Although any organization naturally wants its Web site to look good and its URL to be easily remembered, nonprofits cannot stop there. An attractive Web site with a catchy URL will not be appreciated by visitors who cannot find what they are looking for.

People want information

When potential supporters visit a nonprofit Web site, they expect to find in-depth content on the organization's cause and information on exactly how financial contributions are used. Users ranked these characteristics first and second among the attributes for a nonprofit Web site.

An effective Web site needs to be more than just an on-line brochure with contact information, a mission statement, and some bullet points. Visitors go on-line looking for more than just reading material—they want opportunities to act.

On-line research often leads to off-line action

The surveys show that three-fourths of visitors to nonprofit Web sites are motivated to take further action. They aren't, however, necessarily taking that action on-line.

Of the users who reported taking some kind of action, 20 percent made on-line donations, and 39 percent donated off-line. Some 9 percent reported volunteering on-line, and 15 percent said they volunteered off-line.

Sometimes, as appears to be the case with "donate now" buttons, modern technology complements rather than replaces traditional methods. Although the ability to donate, advocate, and volunteer on-line can be considered attractive perks in a nonprofit Web site, they are not the most important qualities for it.

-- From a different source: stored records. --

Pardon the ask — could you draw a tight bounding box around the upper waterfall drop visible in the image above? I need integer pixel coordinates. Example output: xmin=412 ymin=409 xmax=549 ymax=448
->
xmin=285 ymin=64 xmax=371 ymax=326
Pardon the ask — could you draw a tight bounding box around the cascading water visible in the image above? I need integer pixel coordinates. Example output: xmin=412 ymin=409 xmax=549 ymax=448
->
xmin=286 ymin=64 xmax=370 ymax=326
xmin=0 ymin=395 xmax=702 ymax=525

Information is the crux of an effective Web site. As a means of disseminating information, the Internet has demonstrated dramatic improvements over traditional methods. Potential supporters, volunteers, advocates, and donors want information—they want to know what nonprofits are doing, and they want to know how to get involved.

So give people what they want—provide detailed information directly on your Web site or link to sites, such as GuideStar, that do.